2022-06-17 01:54:43,348 WARNING utils.py:1290 -- Unable to connect to GCS at 127.0.0.1:65169. Check that (1) Ray GCS with matching version started successfully at the specified address, and (2) there is no firewall setting preventing access.

DmitriGekhtman commented 2 years ago

@mwtian what was the conclusion when we closed this issue? Is there are a flag that should be passed when starting the external Redis? Any pointers we should add to the Ray docs on setting up external Redis storage? cc @scv119 as well.

Spartee commented 2 years ago

Looking for more pointers on using external redis storage as well.

simon-mo commented 2 years ago

Hi @Spartee can you expand more about your use case?

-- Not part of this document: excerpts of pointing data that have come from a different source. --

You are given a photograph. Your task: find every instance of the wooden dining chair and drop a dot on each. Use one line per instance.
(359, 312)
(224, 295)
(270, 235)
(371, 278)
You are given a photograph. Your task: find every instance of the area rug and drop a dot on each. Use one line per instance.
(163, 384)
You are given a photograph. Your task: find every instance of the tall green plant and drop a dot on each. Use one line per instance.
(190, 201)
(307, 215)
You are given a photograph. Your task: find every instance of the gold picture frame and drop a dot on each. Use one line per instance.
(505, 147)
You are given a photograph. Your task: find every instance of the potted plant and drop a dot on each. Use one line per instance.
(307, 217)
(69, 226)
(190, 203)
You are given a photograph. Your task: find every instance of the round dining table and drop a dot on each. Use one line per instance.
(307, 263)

Spartee commented 2 years ago

Well I've seen

I'm particularly interested in HA implementations of Ray Serve with external Redis instances. Particularly this issue

Are there any more resources/implementations of this out there?

simon-mo commented 2 years ago

ah yes. there is a recently support for this feature implemented in the cluster manager layer: https://ray-project.github.io/kuberay/guidance/gcs-ft/

Spartee commented 2 years ago

@simon-mo perfect. Exactly what I was looking for. Thank you.